Industry insiders have said a 5% cut in taxes would give some vital breathing room and would also aid the Chancellor in his mission to rally the economy.
According to an analysis of alcohol taxation, conducted by the Centre for Economic and Business Research (Cebr), a 5% tax cut would generate an additional £748 million in duty and VAT over a three-year period for the Treasury.
Cider with Rishi
Scottish Tory leader Douglas Ross next week’s Budget was “an opportunity to redress the many historic injustices in the alcohol duty system”.
The Moray MP said: “Just under £3 in every £4 spent on the average bottle of whisky is taken in tax, that is one of the highest tax rates on alcohol in the world and it’s higher than the tax paid by wine, beer and cider.”
He added: “I urge the UK Government to do all it can to deliver clear support for the sector, both in the short through next week’s Budget and in the longer term to build a solid foundation through a duty review.”
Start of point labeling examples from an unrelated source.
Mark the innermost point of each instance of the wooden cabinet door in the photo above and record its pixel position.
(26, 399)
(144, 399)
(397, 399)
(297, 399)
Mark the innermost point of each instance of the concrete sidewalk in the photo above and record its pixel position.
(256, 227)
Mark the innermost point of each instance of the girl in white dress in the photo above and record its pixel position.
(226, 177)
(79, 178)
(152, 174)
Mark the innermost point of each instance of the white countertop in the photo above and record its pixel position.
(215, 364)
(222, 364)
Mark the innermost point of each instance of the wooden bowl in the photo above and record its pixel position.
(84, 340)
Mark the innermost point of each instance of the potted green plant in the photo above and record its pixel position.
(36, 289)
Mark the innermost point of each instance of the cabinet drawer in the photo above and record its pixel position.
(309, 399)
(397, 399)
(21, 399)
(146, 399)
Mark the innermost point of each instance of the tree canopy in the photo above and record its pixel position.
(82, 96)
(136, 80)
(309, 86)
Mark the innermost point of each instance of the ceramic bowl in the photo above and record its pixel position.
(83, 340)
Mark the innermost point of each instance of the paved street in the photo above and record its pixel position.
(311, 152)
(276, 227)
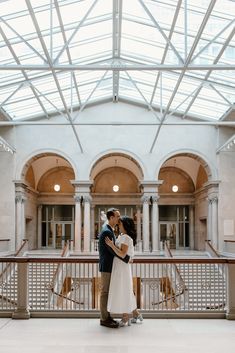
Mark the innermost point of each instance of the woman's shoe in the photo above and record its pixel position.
(135, 319)
(123, 323)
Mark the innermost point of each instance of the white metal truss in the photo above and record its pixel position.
(79, 72)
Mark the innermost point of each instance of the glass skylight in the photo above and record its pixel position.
(64, 54)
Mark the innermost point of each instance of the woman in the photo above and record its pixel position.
(121, 299)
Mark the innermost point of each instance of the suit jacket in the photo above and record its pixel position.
(106, 254)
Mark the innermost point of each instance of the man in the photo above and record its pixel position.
(106, 255)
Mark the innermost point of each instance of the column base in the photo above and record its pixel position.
(21, 314)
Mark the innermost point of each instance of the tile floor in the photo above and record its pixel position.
(39, 335)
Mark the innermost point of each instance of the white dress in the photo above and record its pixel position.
(121, 297)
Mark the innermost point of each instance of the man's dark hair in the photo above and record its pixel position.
(111, 212)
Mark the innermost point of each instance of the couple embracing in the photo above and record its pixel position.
(117, 294)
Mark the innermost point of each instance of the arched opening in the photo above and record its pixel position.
(116, 183)
(49, 204)
(184, 178)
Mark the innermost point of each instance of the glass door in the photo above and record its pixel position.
(169, 232)
(62, 233)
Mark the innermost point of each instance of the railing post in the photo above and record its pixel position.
(230, 314)
(22, 311)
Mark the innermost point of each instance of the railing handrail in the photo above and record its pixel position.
(63, 255)
(73, 259)
(212, 248)
(16, 254)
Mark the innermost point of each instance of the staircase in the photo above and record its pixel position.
(40, 276)
(206, 284)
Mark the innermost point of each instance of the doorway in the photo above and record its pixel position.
(60, 233)
(169, 232)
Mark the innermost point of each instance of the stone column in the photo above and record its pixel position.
(39, 226)
(214, 223)
(145, 200)
(92, 227)
(78, 223)
(20, 218)
(22, 311)
(87, 223)
(209, 219)
(138, 224)
(191, 227)
(155, 224)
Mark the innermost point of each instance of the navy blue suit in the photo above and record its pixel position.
(106, 254)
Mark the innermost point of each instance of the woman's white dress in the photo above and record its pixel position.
(121, 297)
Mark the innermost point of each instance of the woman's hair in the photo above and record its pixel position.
(129, 227)
(111, 212)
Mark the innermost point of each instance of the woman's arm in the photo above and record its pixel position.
(120, 252)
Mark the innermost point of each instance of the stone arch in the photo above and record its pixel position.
(117, 159)
(25, 164)
(210, 170)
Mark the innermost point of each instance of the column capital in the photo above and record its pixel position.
(20, 197)
(77, 198)
(155, 198)
(212, 198)
(145, 199)
(82, 186)
(87, 199)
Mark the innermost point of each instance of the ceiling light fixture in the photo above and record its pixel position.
(57, 187)
(115, 188)
(175, 188)
(5, 145)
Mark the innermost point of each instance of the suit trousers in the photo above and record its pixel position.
(104, 292)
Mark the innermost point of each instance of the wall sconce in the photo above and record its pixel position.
(115, 188)
(57, 187)
(175, 188)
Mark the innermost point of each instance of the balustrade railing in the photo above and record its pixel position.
(162, 286)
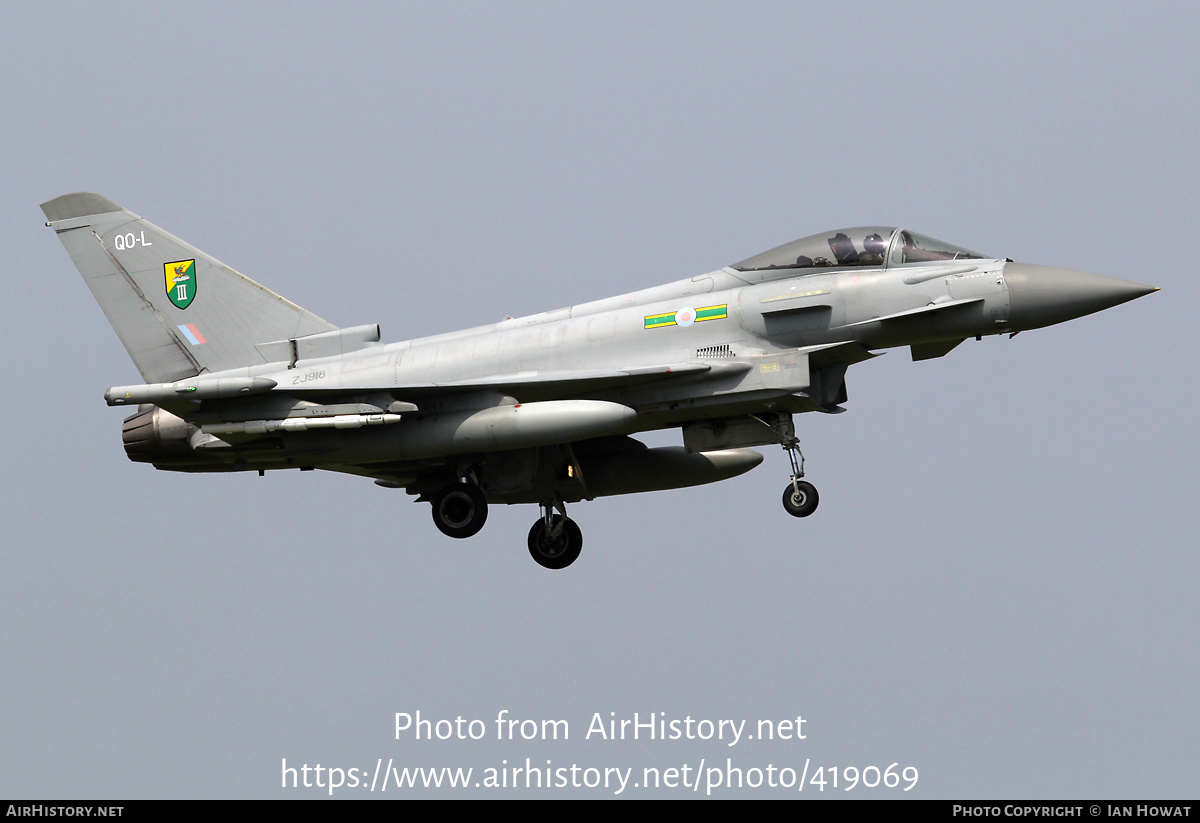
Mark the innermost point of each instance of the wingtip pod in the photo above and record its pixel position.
(77, 204)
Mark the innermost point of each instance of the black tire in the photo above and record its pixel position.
(802, 500)
(561, 553)
(460, 510)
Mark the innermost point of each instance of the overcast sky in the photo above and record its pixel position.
(999, 589)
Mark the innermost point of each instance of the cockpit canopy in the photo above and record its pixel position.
(863, 246)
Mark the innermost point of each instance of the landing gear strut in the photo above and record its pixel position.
(460, 510)
(801, 497)
(555, 540)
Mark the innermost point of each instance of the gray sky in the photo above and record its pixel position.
(999, 588)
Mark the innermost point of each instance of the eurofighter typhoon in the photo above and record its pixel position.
(538, 409)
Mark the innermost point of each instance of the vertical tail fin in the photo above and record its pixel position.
(178, 311)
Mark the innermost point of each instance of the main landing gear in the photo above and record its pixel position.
(801, 497)
(460, 510)
(555, 540)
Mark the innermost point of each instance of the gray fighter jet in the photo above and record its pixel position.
(538, 409)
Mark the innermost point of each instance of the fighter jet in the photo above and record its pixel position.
(538, 409)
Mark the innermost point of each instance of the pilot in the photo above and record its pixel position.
(874, 248)
(843, 248)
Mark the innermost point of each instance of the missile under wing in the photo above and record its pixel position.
(539, 409)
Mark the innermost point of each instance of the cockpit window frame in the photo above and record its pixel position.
(841, 245)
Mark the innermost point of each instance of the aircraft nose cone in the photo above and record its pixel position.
(1044, 295)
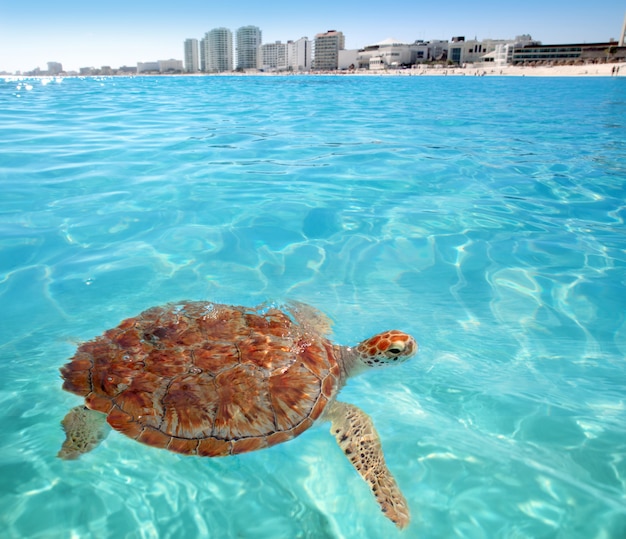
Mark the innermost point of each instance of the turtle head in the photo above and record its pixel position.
(387, 348)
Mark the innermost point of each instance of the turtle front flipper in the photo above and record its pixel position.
(358, 439)
(84, 430)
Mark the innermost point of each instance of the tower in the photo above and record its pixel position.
(191, 56)
(327, 47)
(217, 51)
(248, 41)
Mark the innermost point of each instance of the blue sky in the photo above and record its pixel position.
(81, 33)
Mr Ross, speaking in a House of Commons debate, ended with a message to the Treasury: “It’s time that we backed Scotch whisky.”
Sixth time lucky?
If the Chancellor were to reduce sprits duty, it would only be the fifth time the Treasury has cut alcohol taxes in the past 100 years.
Treasury minister John Glenn, responding to the debate, said it would be “inappropriate” to comment in detail, given the Budget is just days away, but added: “I would like to assure him that the chancellor is taking a very close interest in this issue and the detailed analysis and work that’s been undertaken.
“We are keen to make the most swift progress possible.”